Now, we use the MCMC method to sample from the posterior distribution, given the observed data. The `sample` method launches the fitting iterative procedure.

In [None]:
storms = pymc.Poisson('quality', mu=proportion, value=arr, observed=True)

model = pymc.Model([switchpoint, early_mean, late_mean, proportion, storms])

mcmc = pymc.MCMC(model)
mcmc.sample(iter=10000, burn=1000, thin=10)

Plot the sampled Markov chains.
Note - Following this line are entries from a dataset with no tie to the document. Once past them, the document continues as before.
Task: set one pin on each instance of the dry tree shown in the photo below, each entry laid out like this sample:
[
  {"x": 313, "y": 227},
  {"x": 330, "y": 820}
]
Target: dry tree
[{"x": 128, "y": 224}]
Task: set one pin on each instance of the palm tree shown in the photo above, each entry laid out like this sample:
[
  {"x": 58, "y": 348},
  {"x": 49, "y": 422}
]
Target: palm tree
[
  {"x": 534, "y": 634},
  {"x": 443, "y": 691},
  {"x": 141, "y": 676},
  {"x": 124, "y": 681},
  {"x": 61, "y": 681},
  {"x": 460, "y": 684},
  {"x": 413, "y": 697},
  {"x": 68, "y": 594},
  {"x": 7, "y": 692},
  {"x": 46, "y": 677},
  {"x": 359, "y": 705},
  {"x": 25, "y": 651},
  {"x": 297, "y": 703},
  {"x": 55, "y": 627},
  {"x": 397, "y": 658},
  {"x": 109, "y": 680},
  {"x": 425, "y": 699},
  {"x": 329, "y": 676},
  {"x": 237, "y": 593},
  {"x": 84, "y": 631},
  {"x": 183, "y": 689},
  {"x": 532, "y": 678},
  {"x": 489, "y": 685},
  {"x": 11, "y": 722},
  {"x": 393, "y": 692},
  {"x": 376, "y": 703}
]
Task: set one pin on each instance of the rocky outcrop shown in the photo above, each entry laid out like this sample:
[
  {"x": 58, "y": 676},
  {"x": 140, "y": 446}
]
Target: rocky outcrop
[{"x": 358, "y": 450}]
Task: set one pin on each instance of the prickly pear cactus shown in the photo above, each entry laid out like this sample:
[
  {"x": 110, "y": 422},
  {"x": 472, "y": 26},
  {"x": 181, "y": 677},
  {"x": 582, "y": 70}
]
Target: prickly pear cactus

Their stationary distribution corresponds to the posterior distribution we want to characterize.

In [None]:
plt.figure(figsize=(12,12))
plt.subplot(311);
plt.plot(mcmc.trace('switchpoint')[:]+y0);
plt.ylabel("Switch point"); 
plt.subplot(312);
plt.plot(mcmc.trace('early_mean')[:]);
plt.ylabel("Early mean");
plt.subplot(313);
plt.plot(mcmc.trace('late_mean')[:]);
plt.xlabel("Iteration");
plt.ylabel("Late mean");
plt.tight_layout()

We also plot the distribution of the samples: they correspond to the posterior distributions of our parameters, after the data points have been taken into account.

In [None]:
plt.figure(figsize=(14,3))
plt.subplot(131);
plt.hist(mcmc.trace('switchpoint')[:] + y0, 15);
plt.xlabel("Switch point")
plt.ylabel("Distribution")
plt.subplot(132);
plt.hist(mcmc.trace('early_mean')[:], 15);
plt.xlabel("Early mean");
plt.subplot(133);
plt.hist(mcmc.trace('late_mean')[:], 15);
plt.xlabel("Late mean");
plt.tight_layout()

Taking the sample mean of these distributions, we get posterior estimates for the three unknown parameters, including the year where the quality of the database improved.

In [None]:
yp = y0 + mcmc.trace('switchpoint')[:].mean()
em = mcmc.trace('early_mean')[:].mean()
lm = mcmc.trace('late_mean')[:].mean()
print((yp, em, lm))

Now we can plot the estimated proportion on top of the observations.

In [None]:
plt.figure(figsize=(14,6));
plt.plot(fraction.index, arr, '-ok');
plt.axvline(yp, color='k', ls='--');
plt.plot([y0, yp], [em, em], '-b', lw=3);
plt.plot([yp, y1], [lm, lm], '-r', lw=3);
plt.xlim(y0, y1);
plt.xlabel("Year");
plt.ylabel("Percentage of missing data");

Based on this analysis, the change point is around 1945 or 1946, where the (annual) mean proportion of missing data falls to about 2.9%. It's possible to tweak this to give a slightly more informative prior for the distribution of the changepoint, but I'll leave that to others.